This month’s column is a transcript of a fascinating conversation I had with MapR executives Jim Scott, the director of enterprise strategy and architecture at Hadoop solution provider MapR, and Jack Norris, senior VP of data and applications, on the subject of microservices and scaling Big Data.
SD Times: So, we know that scaling data can be a hassle. What is the impact of microservices on this issue?
Jack Norris: There are some complementary technologies that really are game-changing in terms of how to take advantage of [microservices]. The underlying data layer is an incredible enabler of microservices. If you’re doing microservices that are ephemeral and don’t require a lot of stateful data, then I think it’s pretty well understood and people can be quite successful with it. But the data issues drive a lot of complexity for the developers and for the administrators, and that’s an area that Jim has championed for quite a while, and his experience as an architect and a developer allowed him to grasp this and see it early on.

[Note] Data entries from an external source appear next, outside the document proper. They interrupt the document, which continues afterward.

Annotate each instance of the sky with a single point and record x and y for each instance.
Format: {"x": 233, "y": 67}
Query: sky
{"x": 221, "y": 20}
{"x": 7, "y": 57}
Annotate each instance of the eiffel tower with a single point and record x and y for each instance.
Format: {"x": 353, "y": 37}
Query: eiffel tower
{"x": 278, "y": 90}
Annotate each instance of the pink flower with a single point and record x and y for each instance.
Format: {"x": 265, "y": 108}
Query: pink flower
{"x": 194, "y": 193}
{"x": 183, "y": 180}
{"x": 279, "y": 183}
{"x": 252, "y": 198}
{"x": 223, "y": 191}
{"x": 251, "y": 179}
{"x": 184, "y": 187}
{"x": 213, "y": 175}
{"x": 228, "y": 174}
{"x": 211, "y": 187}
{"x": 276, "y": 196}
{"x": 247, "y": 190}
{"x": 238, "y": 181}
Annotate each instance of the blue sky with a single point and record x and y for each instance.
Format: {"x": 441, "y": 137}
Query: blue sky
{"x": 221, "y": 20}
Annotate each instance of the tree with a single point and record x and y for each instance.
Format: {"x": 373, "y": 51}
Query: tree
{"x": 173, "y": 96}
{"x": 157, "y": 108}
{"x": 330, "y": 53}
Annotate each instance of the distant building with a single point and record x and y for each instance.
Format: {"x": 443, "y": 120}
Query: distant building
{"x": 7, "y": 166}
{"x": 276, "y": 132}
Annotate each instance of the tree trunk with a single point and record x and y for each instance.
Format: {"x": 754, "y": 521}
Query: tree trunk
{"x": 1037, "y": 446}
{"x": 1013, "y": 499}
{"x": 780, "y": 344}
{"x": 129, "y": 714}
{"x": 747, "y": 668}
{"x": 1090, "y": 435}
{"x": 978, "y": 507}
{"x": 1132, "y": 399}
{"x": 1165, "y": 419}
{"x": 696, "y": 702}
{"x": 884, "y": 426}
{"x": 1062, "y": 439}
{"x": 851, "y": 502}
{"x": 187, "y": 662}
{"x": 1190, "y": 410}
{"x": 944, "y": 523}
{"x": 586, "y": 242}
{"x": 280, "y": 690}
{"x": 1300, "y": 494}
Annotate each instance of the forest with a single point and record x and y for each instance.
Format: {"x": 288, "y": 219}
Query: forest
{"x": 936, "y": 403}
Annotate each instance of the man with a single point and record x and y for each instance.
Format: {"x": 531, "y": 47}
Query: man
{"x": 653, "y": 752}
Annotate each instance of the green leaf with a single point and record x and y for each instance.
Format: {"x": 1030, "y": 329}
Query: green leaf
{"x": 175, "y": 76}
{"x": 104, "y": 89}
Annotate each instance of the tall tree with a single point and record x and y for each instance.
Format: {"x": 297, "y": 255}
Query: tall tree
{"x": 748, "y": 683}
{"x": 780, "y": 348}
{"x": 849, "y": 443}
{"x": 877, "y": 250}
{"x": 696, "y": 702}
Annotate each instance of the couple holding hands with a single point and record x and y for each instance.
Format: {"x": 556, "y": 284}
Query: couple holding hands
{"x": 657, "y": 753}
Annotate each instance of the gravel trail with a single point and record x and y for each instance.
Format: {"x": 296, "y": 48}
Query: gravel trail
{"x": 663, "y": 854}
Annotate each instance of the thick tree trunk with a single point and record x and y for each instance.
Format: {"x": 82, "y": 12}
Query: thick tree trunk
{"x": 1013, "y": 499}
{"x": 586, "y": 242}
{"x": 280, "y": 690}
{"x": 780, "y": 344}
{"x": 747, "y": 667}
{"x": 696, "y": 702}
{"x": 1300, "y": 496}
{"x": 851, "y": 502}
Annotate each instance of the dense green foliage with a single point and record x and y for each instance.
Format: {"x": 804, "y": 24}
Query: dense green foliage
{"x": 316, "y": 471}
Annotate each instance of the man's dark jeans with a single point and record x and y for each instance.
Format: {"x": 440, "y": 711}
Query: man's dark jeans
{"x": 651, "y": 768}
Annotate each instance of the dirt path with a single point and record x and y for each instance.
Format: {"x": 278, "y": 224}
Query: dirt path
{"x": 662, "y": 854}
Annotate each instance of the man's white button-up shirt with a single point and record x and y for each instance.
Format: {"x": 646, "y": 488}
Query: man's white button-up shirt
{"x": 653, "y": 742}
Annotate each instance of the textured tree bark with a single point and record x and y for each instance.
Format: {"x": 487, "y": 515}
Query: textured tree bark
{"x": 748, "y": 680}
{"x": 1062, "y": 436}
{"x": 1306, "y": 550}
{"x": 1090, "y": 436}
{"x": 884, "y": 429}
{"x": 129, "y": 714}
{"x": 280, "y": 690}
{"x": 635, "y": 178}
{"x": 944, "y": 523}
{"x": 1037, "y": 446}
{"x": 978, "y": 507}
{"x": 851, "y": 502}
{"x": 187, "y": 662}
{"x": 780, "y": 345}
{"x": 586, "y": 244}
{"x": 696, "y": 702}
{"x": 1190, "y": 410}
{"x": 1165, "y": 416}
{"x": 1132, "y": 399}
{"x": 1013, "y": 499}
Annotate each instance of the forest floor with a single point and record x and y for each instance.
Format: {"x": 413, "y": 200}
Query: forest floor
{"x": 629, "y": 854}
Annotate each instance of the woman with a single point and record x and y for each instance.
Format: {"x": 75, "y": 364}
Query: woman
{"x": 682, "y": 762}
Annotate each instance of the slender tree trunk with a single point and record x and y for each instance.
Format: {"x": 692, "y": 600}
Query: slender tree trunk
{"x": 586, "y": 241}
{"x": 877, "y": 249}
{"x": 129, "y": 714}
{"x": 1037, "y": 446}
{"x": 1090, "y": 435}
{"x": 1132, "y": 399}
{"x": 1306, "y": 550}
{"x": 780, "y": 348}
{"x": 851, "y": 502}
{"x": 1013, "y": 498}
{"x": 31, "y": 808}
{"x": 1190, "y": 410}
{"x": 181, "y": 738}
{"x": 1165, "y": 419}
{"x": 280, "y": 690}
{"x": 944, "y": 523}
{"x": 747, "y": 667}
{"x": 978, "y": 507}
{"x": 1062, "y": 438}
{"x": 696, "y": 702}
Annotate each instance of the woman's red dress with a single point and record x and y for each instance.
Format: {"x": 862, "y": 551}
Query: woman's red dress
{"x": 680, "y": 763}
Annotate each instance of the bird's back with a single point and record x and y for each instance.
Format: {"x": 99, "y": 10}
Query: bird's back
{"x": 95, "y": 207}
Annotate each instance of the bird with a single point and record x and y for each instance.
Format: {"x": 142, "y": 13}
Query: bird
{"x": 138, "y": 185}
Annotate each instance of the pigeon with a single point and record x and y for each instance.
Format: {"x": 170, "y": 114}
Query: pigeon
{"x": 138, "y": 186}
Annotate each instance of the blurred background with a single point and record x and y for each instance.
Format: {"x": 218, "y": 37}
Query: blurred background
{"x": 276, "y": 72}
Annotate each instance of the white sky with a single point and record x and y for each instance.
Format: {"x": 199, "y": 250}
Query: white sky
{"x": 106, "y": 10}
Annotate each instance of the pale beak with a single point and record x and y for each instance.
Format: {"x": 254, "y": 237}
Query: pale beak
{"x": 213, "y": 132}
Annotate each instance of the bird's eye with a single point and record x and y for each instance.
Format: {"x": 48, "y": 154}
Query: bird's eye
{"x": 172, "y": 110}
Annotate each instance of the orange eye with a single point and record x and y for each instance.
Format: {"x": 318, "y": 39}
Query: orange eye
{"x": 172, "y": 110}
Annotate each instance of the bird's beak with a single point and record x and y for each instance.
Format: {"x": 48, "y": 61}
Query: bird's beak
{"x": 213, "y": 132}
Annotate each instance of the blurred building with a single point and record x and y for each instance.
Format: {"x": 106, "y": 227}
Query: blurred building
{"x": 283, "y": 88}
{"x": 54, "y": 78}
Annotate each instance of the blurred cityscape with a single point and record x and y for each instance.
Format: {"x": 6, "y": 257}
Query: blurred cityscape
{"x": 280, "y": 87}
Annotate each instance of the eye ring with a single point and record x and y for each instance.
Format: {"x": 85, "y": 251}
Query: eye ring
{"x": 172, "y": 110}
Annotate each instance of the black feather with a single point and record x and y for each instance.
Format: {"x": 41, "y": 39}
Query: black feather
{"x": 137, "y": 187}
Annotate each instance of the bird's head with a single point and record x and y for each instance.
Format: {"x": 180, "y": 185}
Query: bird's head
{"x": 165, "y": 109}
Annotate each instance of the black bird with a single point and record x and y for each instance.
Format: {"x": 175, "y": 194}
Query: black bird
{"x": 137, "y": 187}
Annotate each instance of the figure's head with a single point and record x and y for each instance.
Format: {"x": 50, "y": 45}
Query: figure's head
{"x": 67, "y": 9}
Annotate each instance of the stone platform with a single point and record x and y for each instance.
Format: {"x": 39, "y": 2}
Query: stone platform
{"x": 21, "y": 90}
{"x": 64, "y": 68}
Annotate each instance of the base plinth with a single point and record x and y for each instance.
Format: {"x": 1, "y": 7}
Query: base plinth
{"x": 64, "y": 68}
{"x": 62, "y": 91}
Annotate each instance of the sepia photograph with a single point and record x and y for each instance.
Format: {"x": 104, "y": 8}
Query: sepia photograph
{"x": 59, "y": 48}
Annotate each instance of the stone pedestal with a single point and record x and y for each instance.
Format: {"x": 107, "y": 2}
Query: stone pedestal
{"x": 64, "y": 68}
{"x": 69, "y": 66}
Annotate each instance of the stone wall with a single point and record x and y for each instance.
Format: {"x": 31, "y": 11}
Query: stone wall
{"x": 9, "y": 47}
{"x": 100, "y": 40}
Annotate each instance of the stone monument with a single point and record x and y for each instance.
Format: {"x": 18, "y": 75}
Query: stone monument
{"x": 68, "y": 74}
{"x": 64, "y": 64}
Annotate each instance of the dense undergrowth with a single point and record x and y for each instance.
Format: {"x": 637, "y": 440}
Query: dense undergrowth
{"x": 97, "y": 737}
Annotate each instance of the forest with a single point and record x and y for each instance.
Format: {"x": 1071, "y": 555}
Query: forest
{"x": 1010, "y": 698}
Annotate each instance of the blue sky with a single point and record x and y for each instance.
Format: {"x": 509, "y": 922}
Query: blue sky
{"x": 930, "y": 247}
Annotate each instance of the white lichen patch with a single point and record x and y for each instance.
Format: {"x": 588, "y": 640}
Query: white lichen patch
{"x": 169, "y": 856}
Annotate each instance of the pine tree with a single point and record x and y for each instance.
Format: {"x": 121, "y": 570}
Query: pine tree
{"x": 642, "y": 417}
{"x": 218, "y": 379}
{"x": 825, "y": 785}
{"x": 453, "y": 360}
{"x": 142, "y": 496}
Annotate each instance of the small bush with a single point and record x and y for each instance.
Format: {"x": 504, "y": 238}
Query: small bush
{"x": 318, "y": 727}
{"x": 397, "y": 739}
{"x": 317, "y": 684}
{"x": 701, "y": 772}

Jim Scott: There are two different ways to look at it when you look at the more ephemeral services. If you were to take just kind of a general front-end service that’s handling the primary load of a consumer-facing application, it’s probably not going to be doing a lot of work. It’s probably going to be handing off the workload to other services that are sitting behind it. Those services sitting behind it are the ones that are more likely to fall into this model. So, if you were to imagine companies building websites like Amazon, where it consists of 100-plus different service calls to a bunch of different back-end services, there’s the need to compile all the different information to bring back and build a user experience.
When you start looking at those services, being able to have a linearly scalable back-end data flow is pretty important. As you scale out your services, which are going to be doing some of the work, they need to figure out who the user is, what information is relevant to them, they then need to give that information back to the front end to render a front end for the user. The compilation of those different data sets is pretty important. Being able to scale out that tier that is intelligent, where it’s clearly doing some level of computational work, is one thing. But in the same vein, without the data that it depends on, it can’t really do anything.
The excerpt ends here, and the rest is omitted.